Results for the IV estimation are summarized in Table 5, alongside results from a regular OLS model. Estimates correspond to the effect of a one-point increase in social support; generalized trust and neighborhood trust scores on each outcome. Standard errors increase considerably yielding some non-significant estimates. Using victimization as an instrument, we find no significant effect of any social capital indicator on self-rated health, yet estimates are positive in all models and substantially larger in the IV as compared to the OLS model. IV models support the hypothesis of a causal effect of social support and neighborhood trust on depression. A one-point increase in social support was associated with a marked increase in the risk of depression (Beta=2.33, 95% CI: 0.27–4.39). Similarly, a one-point increase in neighborhood trust scores was associated with a significant increase in depression risk (Beta=1.33, 95% CI: 0.30–2.26). We found no evidence of a causal effect of any social capital indicator on diabetes and hypertension prevalence.

Table 5.

Coefficients: IV analysis using victimization and average social capital, ages 30+, National Health Survey, 2009.

	OLS	Social Support IV- Victimization	IV-Average Social Capital	OLS	Generalized Trust IV- Victimization	IV-Average Social Capital	OLS	Neighborhood Trust IV- Victimization	IV-Average Social Capital
a) Self-reported health	0.066*** [0.032,0.10]	0.40 [−0.27,1.08]	0.10 [−0.14,0.35]	0.0075 [−0.013,0.028]	0.62 [−0.85,2.10]	0.04 [−0.069,0.14]	0.031** [0.012,0.050]	0.25 [−0.17,0.66]	0.02 [−0.081,0.12]
b) Depression	0.15*** [0.11,0.20]	2.33* [0.27,4.39]	0.67*** [0.28,1.06]	0.087*** [0.057,0.12]	10.00 [−41.5,61.6]	0.26*** [0.11,0.40]	0.093*** [0.067,0.12]	1.33* [0.30,2.36]	0.27*** [0.13,0.41]
c) Diabetes	0.03 [−0.0083,0.067]	−0.26 [−1.15,0.63]	0.31 [−0.037,0.67]	0.02 [−0.0085,0.044]	−0.95 [−5.14,3.24]	0.13 [−0.0024,0.26]	0.01 [−0.012,0.037]	−0.15 [−0.63,0.34]	0.13* [0.0039,0.26]
d)Hypertension	0.02 [−0.022,0.065]	0.54 [−0.56,1.63]	0.44* [0.024,0.86]	0.03 [−0.0050,0.058]	1.14 [−1.76,4.05]	0.18* [0.0039,0.35]	−0.0024 [−0.032,0.028]	0.31 [−0.28,0.90]	0.17* [0.0077,0.33]

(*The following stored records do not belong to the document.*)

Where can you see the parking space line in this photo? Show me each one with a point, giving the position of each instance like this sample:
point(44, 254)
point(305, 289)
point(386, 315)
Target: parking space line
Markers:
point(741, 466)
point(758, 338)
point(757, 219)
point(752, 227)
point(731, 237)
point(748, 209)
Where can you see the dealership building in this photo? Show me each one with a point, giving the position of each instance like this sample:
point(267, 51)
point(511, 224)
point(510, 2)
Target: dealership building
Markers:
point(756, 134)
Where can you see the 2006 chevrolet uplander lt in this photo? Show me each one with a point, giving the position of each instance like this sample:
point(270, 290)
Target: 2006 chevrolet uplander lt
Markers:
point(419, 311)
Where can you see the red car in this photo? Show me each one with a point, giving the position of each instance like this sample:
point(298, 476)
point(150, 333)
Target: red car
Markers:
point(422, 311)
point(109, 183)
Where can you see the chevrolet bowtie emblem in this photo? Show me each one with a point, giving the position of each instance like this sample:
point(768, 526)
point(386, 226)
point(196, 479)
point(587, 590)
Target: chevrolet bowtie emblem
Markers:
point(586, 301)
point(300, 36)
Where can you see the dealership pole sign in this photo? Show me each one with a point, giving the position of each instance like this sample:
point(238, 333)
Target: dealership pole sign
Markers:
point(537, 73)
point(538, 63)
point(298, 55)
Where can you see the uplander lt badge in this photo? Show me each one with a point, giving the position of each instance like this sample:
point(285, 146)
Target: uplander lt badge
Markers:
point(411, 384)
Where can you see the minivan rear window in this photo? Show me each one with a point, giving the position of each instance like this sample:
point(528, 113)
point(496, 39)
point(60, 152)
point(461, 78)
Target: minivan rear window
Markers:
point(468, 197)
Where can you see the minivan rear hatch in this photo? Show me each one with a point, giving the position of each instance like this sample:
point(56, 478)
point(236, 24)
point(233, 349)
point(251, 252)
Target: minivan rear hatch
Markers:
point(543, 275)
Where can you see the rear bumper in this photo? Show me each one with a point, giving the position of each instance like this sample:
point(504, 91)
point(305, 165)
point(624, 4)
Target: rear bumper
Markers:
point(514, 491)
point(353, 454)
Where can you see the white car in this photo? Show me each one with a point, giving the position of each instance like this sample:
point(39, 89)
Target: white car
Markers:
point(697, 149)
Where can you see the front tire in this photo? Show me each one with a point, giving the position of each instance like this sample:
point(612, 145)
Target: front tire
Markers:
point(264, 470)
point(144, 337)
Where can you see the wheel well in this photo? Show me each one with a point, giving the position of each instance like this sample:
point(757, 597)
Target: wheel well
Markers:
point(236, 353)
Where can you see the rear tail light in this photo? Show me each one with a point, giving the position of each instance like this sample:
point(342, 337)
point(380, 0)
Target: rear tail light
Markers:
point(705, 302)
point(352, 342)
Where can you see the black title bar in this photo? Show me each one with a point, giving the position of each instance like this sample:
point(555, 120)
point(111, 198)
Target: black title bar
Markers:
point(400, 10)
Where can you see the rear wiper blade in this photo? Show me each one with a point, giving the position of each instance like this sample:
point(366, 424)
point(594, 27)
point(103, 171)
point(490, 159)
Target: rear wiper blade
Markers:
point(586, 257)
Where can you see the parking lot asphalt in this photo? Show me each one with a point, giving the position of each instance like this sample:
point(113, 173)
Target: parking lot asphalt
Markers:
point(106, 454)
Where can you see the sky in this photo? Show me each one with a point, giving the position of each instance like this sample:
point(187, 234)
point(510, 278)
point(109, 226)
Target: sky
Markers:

95% confidence intervals in brackets

^*p < 0.05,

^**p < 0.01,

^***p < 0.00

All models control for Demographics, Socio-Economics, Health Behavior and Community Confounders.

Estimates from models based on community social capital are summarized in Table 5 for each indicator. Consistent with results for victimization, we found no evidence of an effect on self-rated health, but strong and consistent effects on depression for all social capital indicators. We also find that lower neighborhood trust is associated with increased diabetes prevalence, while social support and generalized trust are unrelated to diabetes. Contrary to models based on victimization, we now find a consistent and strong effect of social support, generalized trust and neighborhood trust on hypertension prevalence using aggregate social capital as an instrument.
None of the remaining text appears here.